In the Basement
2014 human interest documentary
Rating: 14/20
Plot: A look at several people and what they hide in their basements.
My brother (anonymous) recommended this. I don't know who director Ulrich Seidl is, but after watching this, I'm intrigued. The documentary style is a bit like an Errol Morris or somebody like Errol Morris. There's something very artificial about the whole thing with some shots staged in a way that reminded me visually of Roy Andersson, and you know Seidl is edited all this footage almost like he's a sculptor. Hilariously, there are several shots where it looks like the subjects were told to pose for a still photograph and then filmed. Still, without any narration, it has an objective and hands-off feel where the viewer just gets to see what the subjects have to show us and hear their stories individual stories directly from their mouths.

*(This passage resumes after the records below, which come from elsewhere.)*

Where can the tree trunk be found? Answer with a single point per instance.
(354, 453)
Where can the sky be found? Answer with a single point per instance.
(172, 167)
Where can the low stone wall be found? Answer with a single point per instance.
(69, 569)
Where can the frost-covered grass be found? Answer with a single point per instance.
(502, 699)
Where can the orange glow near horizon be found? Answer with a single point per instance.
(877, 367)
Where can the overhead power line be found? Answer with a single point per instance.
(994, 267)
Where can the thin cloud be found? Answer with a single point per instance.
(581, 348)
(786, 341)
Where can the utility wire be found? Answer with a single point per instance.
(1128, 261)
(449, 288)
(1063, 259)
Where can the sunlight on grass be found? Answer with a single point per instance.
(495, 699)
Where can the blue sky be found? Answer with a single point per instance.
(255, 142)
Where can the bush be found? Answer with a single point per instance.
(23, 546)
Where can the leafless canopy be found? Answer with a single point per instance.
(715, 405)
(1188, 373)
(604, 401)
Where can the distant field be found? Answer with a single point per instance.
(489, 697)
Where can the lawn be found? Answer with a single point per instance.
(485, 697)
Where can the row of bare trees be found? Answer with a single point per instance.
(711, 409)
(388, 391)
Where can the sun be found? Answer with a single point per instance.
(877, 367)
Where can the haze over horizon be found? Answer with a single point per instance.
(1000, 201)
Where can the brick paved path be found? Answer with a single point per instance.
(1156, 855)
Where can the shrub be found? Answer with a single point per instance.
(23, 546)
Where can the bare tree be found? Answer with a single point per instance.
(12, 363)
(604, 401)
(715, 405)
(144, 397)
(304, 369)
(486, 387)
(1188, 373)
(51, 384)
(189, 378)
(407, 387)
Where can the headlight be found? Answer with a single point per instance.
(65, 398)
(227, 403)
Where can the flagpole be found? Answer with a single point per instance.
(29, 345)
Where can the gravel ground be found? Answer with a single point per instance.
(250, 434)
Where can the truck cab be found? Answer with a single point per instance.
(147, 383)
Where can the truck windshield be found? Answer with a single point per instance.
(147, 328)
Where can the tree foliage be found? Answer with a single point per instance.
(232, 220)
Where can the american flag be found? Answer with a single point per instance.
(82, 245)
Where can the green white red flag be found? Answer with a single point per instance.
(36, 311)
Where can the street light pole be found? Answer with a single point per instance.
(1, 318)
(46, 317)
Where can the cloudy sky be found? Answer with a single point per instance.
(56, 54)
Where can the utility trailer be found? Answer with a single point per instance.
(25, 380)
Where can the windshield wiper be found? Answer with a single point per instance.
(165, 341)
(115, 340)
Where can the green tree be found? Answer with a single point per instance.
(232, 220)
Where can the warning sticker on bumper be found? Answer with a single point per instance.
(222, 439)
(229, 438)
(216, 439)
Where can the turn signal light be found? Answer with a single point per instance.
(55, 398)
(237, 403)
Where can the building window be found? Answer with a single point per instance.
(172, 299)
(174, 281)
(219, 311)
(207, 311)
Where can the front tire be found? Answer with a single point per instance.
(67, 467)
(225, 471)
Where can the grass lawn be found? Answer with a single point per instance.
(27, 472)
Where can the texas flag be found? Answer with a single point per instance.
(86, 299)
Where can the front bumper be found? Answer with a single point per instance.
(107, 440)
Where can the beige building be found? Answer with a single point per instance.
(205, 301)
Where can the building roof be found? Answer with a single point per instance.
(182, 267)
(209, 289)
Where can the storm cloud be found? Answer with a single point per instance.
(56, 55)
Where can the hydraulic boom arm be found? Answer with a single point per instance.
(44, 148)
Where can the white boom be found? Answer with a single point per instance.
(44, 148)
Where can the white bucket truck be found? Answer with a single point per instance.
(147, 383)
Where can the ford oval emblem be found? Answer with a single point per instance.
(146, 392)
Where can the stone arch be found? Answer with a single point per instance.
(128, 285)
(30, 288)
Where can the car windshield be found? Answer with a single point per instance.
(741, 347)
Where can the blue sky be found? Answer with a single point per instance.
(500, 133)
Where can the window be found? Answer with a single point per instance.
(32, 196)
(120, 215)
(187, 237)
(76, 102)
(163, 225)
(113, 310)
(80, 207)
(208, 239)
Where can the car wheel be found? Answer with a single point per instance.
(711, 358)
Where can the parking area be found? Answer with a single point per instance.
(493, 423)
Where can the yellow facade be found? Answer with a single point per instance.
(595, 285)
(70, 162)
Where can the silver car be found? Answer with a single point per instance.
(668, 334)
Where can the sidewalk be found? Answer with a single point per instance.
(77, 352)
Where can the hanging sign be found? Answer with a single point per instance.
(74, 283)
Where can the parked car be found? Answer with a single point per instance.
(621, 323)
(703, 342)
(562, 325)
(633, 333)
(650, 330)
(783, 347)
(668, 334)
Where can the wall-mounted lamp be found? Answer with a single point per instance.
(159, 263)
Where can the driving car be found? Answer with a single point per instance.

Most people watching this would probably think almost everybody shown in this thing is strange and that we are seeing skeletons in the basement, so to speak. If there had been commentary, I'd imagine the words, "But we all have secrets in our individual basements" would have been in there somewhere.
Be warned, especially since I wasn't, that there's some R-rated material here. There's an S&M couple, their scenes containing a little more scrotum than I usually like in my movies, and there's the little twerp at the top of the poster up there who claims he's popular with prostitutes, presumably because of the powerful load he can ejaculate. There's also an extended spanking sequence that seems to go on forever. I'm not sure I would have minded if the spanker wasn't wearing lederhosen. Juxtaposed with the more kinky basement dwellers are a guy who collects Nazi memorabilia, a guy who sings opera and operates an indoor shooting range, a dude with a ton of hunting trophies, a couple snippets of a guy with a toy train, and women with a washing machine and dryer. The most intriguing of all might be a woman who visits a very realistic (and creepy) baby doll that she keeps in a box and seemingly stores in different locations each time.
I'm not sure why Seidl arranges things like he does or what the central message of this is, but the visual style and dry humor kept me amused. And I'm definitely interested in seeming more from Ulrich Seidl.
Here was my favorite shot out of a lot of these very staged, but very cool, shots:
Unless I'm missing something, these women weren't featured in the rest of the movie. I don't know. Maybe one of them is the one with the doll? And the random insertion of this three in a very-typical basement, a shot that is maybe 10 or 15 seconds and not really odd at all, might be the oddest thing about this movie.